Inside his tin-roofed shed where electronic equipment was stacked in haphazard piles, Malik told Reuters he earns 50,000 rupees, or about $580, a month by selling the plastic, circuit boards and copper he extracts from the devices. He doesn’t want to work in the formal e-waste sector.

“That business has a lot of expenses. It’s for the big guys,” he said.

Happy Recyclers, Worried Companies

India’s new e-waste rules set minimum recycling payments at 22 rupees per kg for consumer electronics and 34 rupees per kg for smartphones.

Manufacturers of heavier devices like air conditioners face higher cost increases compared to those producing lighter gadgets, making them more affected by the new regulations.

Research firm Redseer in February said India’s recycling rates were still low compared with the U.S., where they are up to five times higher, and China, where they at least 1.5 times higher.

“We are talking about peanuts here,” said Nitin Gupta, CEO of one of India’s biggest recyclers, Attero, who added that the government rates require manufacturers to pay about $10 to recycle a washing machine.

“If you have to create scientific capacity for recycling, you need extra profits. This is good for us,” said Gupta, whose firm counts LG and Daikin as clients.

The electronics makers, though, feel threatened.

India’s Consumer Electronics and Appliances Manufacturers Association, representing companies like LG and Samsung, told the government that e-waste compliance now costs 2% to 8% of production expenses.

While neither company has sued, both have expressed concern—LG even noted in its IPO prospectus that higher recycling costs have significantly impacted its finances.

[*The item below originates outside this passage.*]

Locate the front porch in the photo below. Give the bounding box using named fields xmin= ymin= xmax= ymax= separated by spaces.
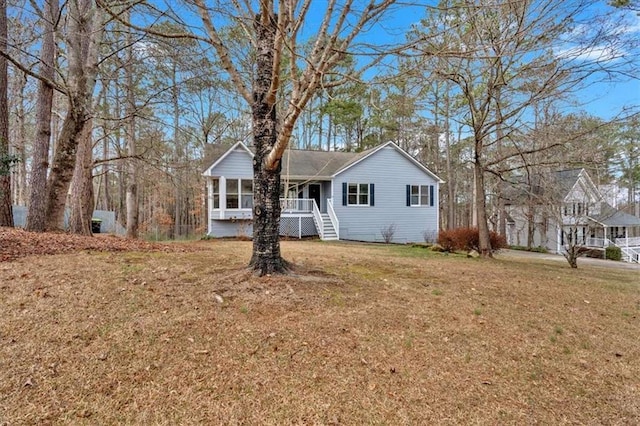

A person with direct knowledge of the matter said Samsung had told senior Indian officials its recycling costs would be five to 15 times the previous rates, and urged New Delhi not to interfere in commercial dealings with recyclers.

In court, Johnson Controls-Hitachi was the only company to reveal what it previously paid for recycling: 6 rupees per kg, or 7 U.S. cents. That figure has now almost quadrupled.

The company disclosed that it recycled more than 10,000 tons of air conditioners last fiscal year, which would amount to roughly $2.6 million under the new rates. Its India business reported a net loss of $8.8 million the previous year.